What's the key to success? Love. A blog post by Tharwat Lovett, emotional and wellness coach, from July 2020.

What is the key to success? LOVE.

If you wish to be a good parent, love your children.

If you wish to have a successful career, love your work.

If you wish to live your life to its fullest potential, love every moment of it.

If you wish to fulfill your life’s purpose, love who you are.

If you wish to be surrounded by people who respect and support you, love yourself.

There are so many scenarios in life, so many ways of being and so many potentials swimming in the sea of possibilities. There are so many rules and so many exceptions to those rules. There are so many examples, stories, truths, paths, practices, traditions and rituals but there is only one map with one word that will guarantee we arrive at our individual and unique destinations…and that is LOVE.
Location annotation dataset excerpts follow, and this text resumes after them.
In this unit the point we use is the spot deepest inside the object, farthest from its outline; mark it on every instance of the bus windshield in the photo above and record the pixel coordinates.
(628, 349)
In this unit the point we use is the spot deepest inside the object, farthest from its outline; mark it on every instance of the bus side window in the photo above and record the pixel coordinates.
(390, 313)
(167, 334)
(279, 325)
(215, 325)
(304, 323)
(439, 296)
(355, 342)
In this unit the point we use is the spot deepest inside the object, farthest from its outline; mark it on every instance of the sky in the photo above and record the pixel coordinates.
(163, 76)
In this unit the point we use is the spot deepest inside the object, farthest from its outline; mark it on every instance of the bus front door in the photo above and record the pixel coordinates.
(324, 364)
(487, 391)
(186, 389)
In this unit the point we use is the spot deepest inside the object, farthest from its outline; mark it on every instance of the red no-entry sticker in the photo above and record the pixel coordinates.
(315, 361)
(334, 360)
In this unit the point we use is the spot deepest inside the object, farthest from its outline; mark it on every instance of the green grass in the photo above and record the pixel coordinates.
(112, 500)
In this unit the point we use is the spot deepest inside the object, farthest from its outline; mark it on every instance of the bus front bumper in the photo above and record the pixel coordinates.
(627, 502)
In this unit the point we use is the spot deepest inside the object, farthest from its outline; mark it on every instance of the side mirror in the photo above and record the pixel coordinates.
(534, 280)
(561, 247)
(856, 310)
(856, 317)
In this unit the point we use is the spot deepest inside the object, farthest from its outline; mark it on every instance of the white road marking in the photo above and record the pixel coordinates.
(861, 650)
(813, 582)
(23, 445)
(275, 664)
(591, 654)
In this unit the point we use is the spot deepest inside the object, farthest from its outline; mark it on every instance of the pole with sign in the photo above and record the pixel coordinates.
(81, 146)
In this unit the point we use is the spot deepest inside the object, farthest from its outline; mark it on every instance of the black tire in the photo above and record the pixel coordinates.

The heart is the map and love is the feeling we get when thinking about or doing those things we are aligned with. Love is the needle of the heart’s compass. When it is aligned with our individual truth, feelings of joy, pleasure, excitement, peace and ease begin to flood the cells of our human bodies. 

A Mother, Not A Martyr

“Responsible motherhood is to become a mother not a martyr.”

Glennon Doyle

I am a mother of four children, who was raised by a mother of five children and a grandmother who had seven children. It’s no wonder that I find being a martyr so much easier than being a mother. Most of my maternal models have taught me that being a mother is self-sacrifice and service to others—at one’s own expense. I’ve learned the hard way just how important self-care and self-development is, for me and for my family as well. Being a mother takes a tremendous amount of daily energy. The martyr model is an unsustainable and non-renewable use of energy. Self-care and self-development teach us how to tap into the well, the source of limitless energy, inside of each of us. 

Here are some things I’ve learned about becoming a mother instead of a martyr. As you read it, remember: I mess up all the time. We are all going to. Once I realize it, I take responsibility and discuss it with my kids. They need to see me make mistakes and then course correct. Remember, children do not listen to what we say, they watch what we do, taking their cues from our actions. 

The list is a little longer than usual, but this is a lifetime journey. I hope that something here will be useful to you exactly where you are today.

1. Love freely and openly.

We love differently as human beings. It is our responsibility to learn how our people wish to be loved then make it a point to meet them there.

2. Communicate clearly. 

Even though this seems simple, the number one cause for breakdown in relationships is a failure to effectively communicate. 

  • Focus on “I” statements rather than “you” statements. 
  • Use mirroring, or repeating what the other person has said, to enhance communication.
  • Speak up about what you are proud of or grateful for—especially the little things. Take every opportunity to share love (even if it’s “thank you for putting one dish in the dishwasher”). 

3. Validate feelings, not fixes.

Kids are smarter than we give them credit for. Mothers are fixers. Our kids approach us with problems and we immediately want to help them solve those problems. We are not helping our children by fixing them. 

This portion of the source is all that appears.